Dora Siliya (born October 8, 1970) is a politician in Zambia. She was the member of parliament for Petauke Central from 2006 to 2021. During her political tenure, she served as the Deputy Minister of Commerce, Minister of Transport, Minister of Education, Minister of Energy and Water Development, Minister of Agriculture and Minister of Information and Broadcasting Services.

== Early years ==
She was born in Kitwe and went to school in Mufulira. After graduating at Kabulonga Girls secondary school in 1988, she commenced her studies at the University of Zambia where she studied medicine. After two years, she left the University and began working at Zambian Television and Radio (ZNBC), then went back to university to study mass communication, while still employed at ZNBC. In 1996 she started work at the South African Broadcasting Corporation. In 1997 she graduated with a Bachelor of Arts degree. She holds a master's degree in development economics from the University of Cambridge and PhD in Development Economics from University of Lusaka.

== Career ==
Siliya became the television controller at ZNBC. She left ZNBC and was employed in a European Union project of Private Sector Development for two years.

=== Political career ===
In 2001, she was approached by the Movement for Multi-Party Democracy (MMD) to run for the National Assembly, which she did in Petauke. She finished third out of six candidates and was then transferred to the Zambian embassy in Cairo working for the deputy ambassador and was mainly devoted to trade relations. In 2006, she stood again as the parliamentary candidate for the MMD in Petauke (resulting in her not continuing her embassy appointment in Cairo) and she won the seat.

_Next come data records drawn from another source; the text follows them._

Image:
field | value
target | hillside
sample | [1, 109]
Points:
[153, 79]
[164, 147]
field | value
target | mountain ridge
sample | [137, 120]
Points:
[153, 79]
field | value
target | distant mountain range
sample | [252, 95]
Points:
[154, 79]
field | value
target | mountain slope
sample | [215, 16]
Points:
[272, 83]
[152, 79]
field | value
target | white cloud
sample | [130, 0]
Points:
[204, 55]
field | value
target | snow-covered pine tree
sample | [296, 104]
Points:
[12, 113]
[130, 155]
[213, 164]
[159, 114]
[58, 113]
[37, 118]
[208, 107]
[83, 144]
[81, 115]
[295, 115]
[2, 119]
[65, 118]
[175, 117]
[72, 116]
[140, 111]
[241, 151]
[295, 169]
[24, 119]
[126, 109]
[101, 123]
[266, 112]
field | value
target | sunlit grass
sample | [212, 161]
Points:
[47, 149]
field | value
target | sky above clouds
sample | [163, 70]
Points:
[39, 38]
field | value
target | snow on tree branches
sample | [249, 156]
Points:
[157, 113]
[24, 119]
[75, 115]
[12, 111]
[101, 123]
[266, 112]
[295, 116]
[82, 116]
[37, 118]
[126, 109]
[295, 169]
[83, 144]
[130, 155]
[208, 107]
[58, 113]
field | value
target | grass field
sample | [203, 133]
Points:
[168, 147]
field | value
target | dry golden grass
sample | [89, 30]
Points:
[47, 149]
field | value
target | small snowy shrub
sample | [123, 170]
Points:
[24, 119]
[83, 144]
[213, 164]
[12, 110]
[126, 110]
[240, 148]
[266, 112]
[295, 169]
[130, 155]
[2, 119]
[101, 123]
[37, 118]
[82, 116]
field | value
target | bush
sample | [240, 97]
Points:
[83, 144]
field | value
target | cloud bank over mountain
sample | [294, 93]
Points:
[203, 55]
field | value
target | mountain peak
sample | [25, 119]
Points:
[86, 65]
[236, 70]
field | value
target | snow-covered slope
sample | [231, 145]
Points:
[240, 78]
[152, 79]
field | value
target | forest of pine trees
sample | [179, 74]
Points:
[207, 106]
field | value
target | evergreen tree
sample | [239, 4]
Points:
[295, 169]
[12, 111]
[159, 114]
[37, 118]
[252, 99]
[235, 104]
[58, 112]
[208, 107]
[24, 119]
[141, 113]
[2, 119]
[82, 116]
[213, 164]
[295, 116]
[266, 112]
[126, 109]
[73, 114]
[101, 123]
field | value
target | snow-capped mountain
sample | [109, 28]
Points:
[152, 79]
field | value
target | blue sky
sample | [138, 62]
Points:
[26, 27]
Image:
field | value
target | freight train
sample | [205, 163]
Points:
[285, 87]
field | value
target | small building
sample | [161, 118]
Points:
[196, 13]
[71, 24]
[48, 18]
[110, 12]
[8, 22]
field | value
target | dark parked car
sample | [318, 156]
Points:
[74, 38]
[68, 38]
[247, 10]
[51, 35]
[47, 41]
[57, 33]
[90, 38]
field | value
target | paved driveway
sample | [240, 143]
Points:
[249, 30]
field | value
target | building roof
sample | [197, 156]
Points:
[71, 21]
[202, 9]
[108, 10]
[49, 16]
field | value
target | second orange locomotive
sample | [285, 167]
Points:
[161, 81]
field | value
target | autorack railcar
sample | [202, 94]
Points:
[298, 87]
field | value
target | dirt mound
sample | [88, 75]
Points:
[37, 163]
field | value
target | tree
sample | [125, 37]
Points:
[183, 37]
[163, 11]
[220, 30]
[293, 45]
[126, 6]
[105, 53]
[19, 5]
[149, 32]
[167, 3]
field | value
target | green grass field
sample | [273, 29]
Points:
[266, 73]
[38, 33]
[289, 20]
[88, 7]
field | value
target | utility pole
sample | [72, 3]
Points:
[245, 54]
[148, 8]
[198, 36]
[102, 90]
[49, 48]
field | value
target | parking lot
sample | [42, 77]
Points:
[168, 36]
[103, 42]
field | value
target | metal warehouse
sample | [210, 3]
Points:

She was appointed as the Deputy Minister of Commerce in the cabinet of President Levy Mwanawasa after the 2006 election. In February 2008, Mwanawasa appointed Siliya as the Minister of Transport, Works, Supply and Communication. In April 2009, after a tribunal found that Siliya had ignored the Attorney General's advice on a certain matter, she decided to resign from her role as transport and communication minister. In June 2009, President Rupiah Banda appointed her as the Minister of Education.

At the 2011 election, she stood again as the MMD candidate in Petauke Central and won the seat. However, in June 2013, her election victory was nullified by the Supreme Court of Zambia. The subsequent by-election only took place on 30 June 2015 after long legal disputes. In May 2015, Siliya had resigned from the MMD in order to join the Patriotic Front (PF) and so, she stood in the Petauke Central by-election on 30 June 2015 as the PF candidate and retained her seat. She was then appointed as the Minister of Energy and Water Development in October 2015 by President Edgar Lungu. At the 2016 election, she stood again as the PF candidate in Petauke Central and retained her seat. She was appointed as the Minister of Agriculture just after the 2016 election before being appointed the Minister of Information and Broadcasting Services and government spokesperson in February 2018.

At the 2021 general election, she stood again as the Patriotic Front candidate in Petauke Central and finished second to independent candidate Jay Emmanuel Banda.